In September 2018, to commemorate Childhood Cancer Awareness month, Strange set out on the Camino de Santiago, an 800 km spiritual journey through Spain. Each of the 30 days was dedicated to a child who has fought or is fighting cancer.

Over the course of 30 days starting in August 2023 Strange and fellow councilperson Victor Pietrangelo ran 1000 km of the Bruce Trail to raise funds raise funds for childhood cancer research and the Ronald McDonald House in Hamilton

Strange started the Heaters Hero's charity event to raise funds and awareness of childhood cancers. The annual event is held each year at Oakes Park.

==Politics==
In 2014, Strange was elected to Niagara Falls City Council. In July 2017, Strange filed his papers to seek the Progressive Conservative Party of Ontario nomination in the 2018 general election, contesting Niagara Falls. Strange was re-elected to Niagara Falls City Council in 2018, and ran as an independent in the riding of Niagara Falls in the 2019 Canadian federal election.

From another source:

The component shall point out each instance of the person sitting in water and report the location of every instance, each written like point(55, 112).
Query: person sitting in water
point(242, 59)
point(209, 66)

in 2022, Strange was reelected to the Niagara Falls City Council. Strange received the most votes out of any other candidate.

==Personal life==
Strange previously owned the "Highland Tap" pub in Niagara Falls, Ontario for 21 years.

In May 2025, Strange was charged with assault on a woman and released from the St. Catharines courthouse the same day with conditions.
(

In April 2026, the case went to trial.

The judge accepted the victim’s testimony as truthful and specifically stated that he did not believe she was lying, while expressing concerns about aspects of the accused’s account. However, gaps in the victim’s recollection left sufficient reasonable doubt to prevent the Crown from meeting the criminal standard of proof, resulting in a not-guilty verdict.

Strange was acquitted on grounds of reasonable doubt, despite the judge having found the victim credible.